The American Lawyer had already taken notice of this trend, publishing a number of pieces in recent years about the concept. In an April 2010 article, for example, they noted that Seyfarth Shaw utilized corporate-grown Six Sigma process analysis and improvement to identify roughly 250 components to their real estate and structured finance securitization work, reducing that number to 170 and passing the savings along to current clients while using the efficiencies to win bids for new clients as well.
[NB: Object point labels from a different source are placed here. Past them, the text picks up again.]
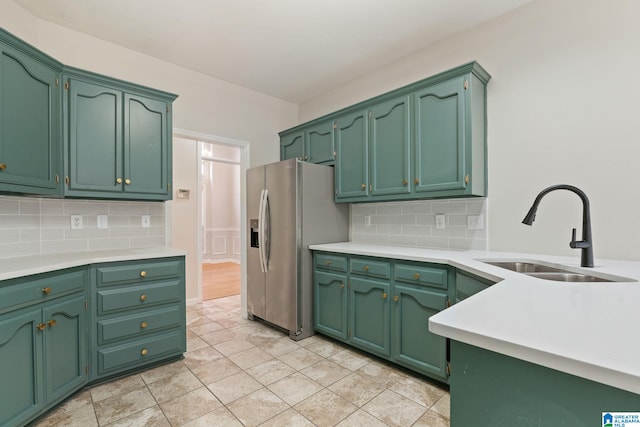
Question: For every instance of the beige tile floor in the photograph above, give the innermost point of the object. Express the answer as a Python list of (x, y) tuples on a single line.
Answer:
[(243, 373)]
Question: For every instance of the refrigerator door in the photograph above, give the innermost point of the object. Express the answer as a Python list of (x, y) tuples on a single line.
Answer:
[(281, 290), (256, 279)]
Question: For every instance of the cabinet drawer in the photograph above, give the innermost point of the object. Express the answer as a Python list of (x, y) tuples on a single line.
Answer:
[(125, 298), (139, 324), (130, 355), (420, 275), (138, 272), (370, 267), (331, 262), (23, 291)]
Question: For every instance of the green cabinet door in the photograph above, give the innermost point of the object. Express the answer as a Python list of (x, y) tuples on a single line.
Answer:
[(94, 134), (320, 145), (330, 304), (292, 146), (65, 346), (352, 156), (390, 149), (440, 137), (21, 367), (146, 149), (369, 315), (30, 145), (414, 346)]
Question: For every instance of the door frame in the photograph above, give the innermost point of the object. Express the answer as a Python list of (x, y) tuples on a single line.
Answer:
[(243, 146)]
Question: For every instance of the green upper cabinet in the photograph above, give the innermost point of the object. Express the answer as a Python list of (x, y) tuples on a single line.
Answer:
[(352, 176), (30, 145), (389, 145), (118, 141), (320, 143), (292, 146)]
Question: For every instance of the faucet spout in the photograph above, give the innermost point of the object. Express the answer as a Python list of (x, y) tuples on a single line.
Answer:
[(586, 244)]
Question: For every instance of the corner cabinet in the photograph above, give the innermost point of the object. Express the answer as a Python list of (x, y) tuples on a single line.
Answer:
[(30, 118), (382, 306), (117, 139)]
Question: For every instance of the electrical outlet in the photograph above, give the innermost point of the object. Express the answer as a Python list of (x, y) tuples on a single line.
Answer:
[(102, 221), (76, 222), (475, 222)]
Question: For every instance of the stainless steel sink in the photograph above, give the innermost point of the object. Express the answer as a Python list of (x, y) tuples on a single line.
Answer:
[(547, 272)]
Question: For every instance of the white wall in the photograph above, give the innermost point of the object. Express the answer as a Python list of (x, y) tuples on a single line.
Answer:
[(562, 108)]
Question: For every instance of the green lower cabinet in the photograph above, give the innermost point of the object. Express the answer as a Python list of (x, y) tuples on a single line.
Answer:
[(414, 346), (330, 304), (44, 355), (492, 389), (369, 315)]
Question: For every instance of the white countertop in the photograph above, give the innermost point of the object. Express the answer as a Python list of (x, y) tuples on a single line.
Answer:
[(590, 330), (26, 265)]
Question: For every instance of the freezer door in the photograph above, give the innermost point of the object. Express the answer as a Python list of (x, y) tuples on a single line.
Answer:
[(281, 292), (255, 277)]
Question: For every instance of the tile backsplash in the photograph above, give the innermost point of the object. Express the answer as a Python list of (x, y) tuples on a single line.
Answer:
[(413, 224), (33, 226)]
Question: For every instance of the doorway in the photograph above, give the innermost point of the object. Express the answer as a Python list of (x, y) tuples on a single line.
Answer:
[(220, 219)]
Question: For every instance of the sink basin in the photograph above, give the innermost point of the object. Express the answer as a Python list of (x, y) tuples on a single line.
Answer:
[(554, 273)]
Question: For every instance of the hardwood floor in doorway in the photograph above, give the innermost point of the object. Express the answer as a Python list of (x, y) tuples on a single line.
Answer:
[(220, 280)]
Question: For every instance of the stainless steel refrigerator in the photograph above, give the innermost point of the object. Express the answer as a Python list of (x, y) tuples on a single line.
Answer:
[(290, 205)]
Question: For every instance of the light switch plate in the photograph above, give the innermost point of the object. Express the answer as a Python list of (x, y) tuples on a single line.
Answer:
[(76, 222)]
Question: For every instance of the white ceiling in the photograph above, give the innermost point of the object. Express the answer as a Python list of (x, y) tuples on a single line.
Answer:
[(291, 49)]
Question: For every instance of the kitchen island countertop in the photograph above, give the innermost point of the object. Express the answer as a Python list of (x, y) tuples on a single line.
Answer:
[(33, 264), (584, 329)]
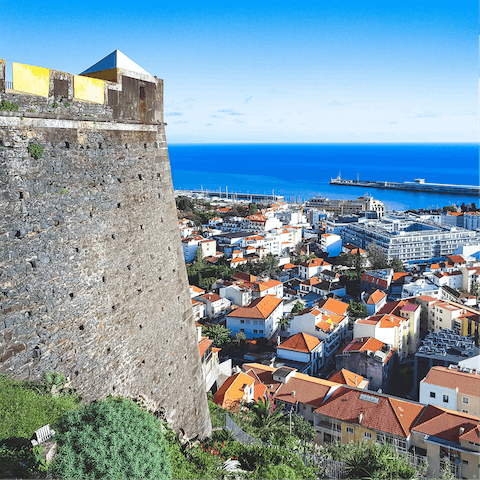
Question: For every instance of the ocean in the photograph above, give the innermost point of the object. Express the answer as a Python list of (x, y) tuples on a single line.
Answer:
[(300, 171)]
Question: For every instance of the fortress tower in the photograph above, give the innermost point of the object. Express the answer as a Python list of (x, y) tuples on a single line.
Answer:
[(92, 277)]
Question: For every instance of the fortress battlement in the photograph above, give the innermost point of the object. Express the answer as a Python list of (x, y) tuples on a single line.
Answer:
[(92, 278)]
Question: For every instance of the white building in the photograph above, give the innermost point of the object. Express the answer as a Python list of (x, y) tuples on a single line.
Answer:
[(215, 306), (331, 244), (408, 238), (453, 388), (302, 352), (312, 268), (260, 319), (238, 295)]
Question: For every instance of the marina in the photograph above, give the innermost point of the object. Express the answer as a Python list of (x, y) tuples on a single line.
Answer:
[(418, 185), (219, 194)]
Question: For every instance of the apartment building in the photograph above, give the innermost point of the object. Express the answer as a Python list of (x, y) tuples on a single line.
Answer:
[(369, 358), (302, 352), (408, 238), (260, 319), (343, 207), (454, 387)]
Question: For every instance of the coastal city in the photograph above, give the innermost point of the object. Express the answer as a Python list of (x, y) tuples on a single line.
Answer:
[(239, 241), (331, 301)]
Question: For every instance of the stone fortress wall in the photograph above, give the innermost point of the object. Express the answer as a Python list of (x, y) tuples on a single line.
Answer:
[(92, 278)]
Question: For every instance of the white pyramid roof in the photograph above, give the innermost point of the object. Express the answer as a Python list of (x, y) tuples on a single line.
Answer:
[(116, 59)]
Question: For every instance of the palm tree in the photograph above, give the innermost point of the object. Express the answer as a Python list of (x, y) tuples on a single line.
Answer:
[(284, 321), (267, 420)]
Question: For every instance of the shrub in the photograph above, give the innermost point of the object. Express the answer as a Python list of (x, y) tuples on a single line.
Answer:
[(110, 439), (9, 107), (19, 458), (35, 150), (26, 407)]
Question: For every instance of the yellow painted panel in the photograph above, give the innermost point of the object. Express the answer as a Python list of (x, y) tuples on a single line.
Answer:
[(28, 79), (88, 89)]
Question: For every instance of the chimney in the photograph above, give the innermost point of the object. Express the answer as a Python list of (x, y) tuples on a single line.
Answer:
[(360, 418)]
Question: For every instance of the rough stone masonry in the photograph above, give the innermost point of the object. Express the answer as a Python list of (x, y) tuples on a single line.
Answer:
[(92, 277)]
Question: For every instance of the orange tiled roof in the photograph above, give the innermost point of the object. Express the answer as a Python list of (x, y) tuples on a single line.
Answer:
[(456, 259), (264, 374), (427, 298), (313, 310), (467, 383), (197, 289), (364, 344), (238, 260), (232, 390), (303, 391), (212, 297), (393, 416), (472, 435), (399, 276), (259, 391), (262, 286), (315, 262), (260, 308), (244, 277), (443, 423), (323, 325), (300, 342), (334, 306), (375, 297), (346, 377)]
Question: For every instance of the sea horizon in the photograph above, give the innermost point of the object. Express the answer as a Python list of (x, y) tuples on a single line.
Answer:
[(304, 170)]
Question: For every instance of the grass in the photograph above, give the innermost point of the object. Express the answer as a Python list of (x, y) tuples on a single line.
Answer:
[(26, 407)]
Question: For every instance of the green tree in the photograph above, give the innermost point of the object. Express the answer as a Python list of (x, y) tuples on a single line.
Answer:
[(267, 420), (449, 208), (376, 256), (110, 439), (184, 203), (357, 310), (298, 307), (284, 321), (240, 338), (220, 335), (475, 289), (397, 265), (253, 208), (303, 429), (371, 461)]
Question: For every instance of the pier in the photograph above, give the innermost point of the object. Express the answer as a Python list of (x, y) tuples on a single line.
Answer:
[(418, 185)]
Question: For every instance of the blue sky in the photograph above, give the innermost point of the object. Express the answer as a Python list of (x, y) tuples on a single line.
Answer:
[(275, 72)]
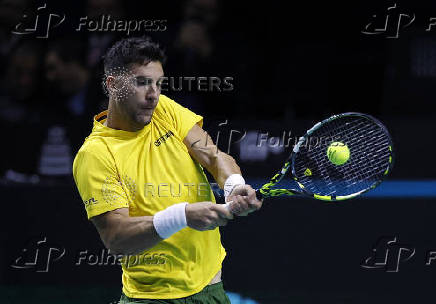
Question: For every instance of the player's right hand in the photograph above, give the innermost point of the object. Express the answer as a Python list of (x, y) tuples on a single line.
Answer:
[(206, 215)]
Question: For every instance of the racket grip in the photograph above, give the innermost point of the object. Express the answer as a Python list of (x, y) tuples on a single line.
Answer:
[(259, 196)]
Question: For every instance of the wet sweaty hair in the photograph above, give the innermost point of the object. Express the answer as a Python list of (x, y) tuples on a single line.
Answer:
[(127, 51)]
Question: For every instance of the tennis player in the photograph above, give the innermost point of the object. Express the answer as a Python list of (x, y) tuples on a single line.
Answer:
[(140, 175)]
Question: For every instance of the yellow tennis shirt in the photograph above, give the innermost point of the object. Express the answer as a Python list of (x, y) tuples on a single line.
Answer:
[(148, 171)]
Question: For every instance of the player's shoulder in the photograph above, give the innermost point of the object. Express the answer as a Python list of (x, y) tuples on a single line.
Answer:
[(93, 149), (165, 103)]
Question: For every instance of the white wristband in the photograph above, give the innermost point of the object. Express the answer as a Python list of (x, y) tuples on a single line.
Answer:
[(231, 182), (170, 220)]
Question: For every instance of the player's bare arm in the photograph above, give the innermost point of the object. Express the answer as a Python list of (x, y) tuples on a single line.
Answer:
[(221, 165), (126, 235)]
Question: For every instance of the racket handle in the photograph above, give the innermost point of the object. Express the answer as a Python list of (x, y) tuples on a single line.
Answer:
[(259, 196)]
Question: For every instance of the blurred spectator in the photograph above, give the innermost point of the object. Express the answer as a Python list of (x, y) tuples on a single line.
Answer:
[(19, 107), (45, 133), (70, 105), (99, 41)]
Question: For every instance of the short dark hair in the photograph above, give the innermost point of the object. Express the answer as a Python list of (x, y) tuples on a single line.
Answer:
[(127, 51)]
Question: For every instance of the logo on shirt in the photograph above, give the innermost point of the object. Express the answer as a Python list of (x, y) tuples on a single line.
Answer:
[(91, 201), (163, 139)]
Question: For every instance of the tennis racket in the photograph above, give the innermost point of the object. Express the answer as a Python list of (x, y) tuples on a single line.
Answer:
[(311, 170)]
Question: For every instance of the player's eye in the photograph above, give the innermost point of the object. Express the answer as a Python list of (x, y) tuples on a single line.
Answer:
[(143, 81)]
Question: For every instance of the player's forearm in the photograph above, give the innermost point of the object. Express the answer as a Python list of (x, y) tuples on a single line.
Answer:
[(223, 167), (202, 149), (132, 235)]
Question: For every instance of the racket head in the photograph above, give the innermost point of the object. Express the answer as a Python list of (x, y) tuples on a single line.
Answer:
[(371, 157)]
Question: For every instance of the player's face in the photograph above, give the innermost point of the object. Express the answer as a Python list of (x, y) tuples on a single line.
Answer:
[(144, 90)]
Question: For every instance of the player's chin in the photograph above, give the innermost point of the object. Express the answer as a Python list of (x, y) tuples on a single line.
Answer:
[(143, 119)]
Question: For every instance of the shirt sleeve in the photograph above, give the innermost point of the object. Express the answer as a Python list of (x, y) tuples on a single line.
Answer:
[(98, 183), (183, 118)]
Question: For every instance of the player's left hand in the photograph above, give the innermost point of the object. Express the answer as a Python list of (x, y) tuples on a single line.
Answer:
[(244, 200)]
Reportedly, the entire firm thereafter adopted the Six Sigma approach for one aspect or another of their practice.

According to various trade publications, firms have similary started utilizing  “project management” training in order to better define tasks, identify and discover helpful resources, set deadlines, and develop budgets and schedules for major projects (something many firms at one time strongly resisted).

This emphasis on improving process management and project management will help larger firms to retain or even build upon their share of significant work done for significant clients.

It will also:

  • Enable law firm staff to do more work faster and with greater quality controls; and
  • Allow staff to understand their role better by improving both internal and external communication and collaboration.

In fact, the very act of undertaking process improvement and project management training communicates to clients that law firms “get it” now. For an example of one popular type of training in this area for law firms, check out the Legal Lean Sigma Institute.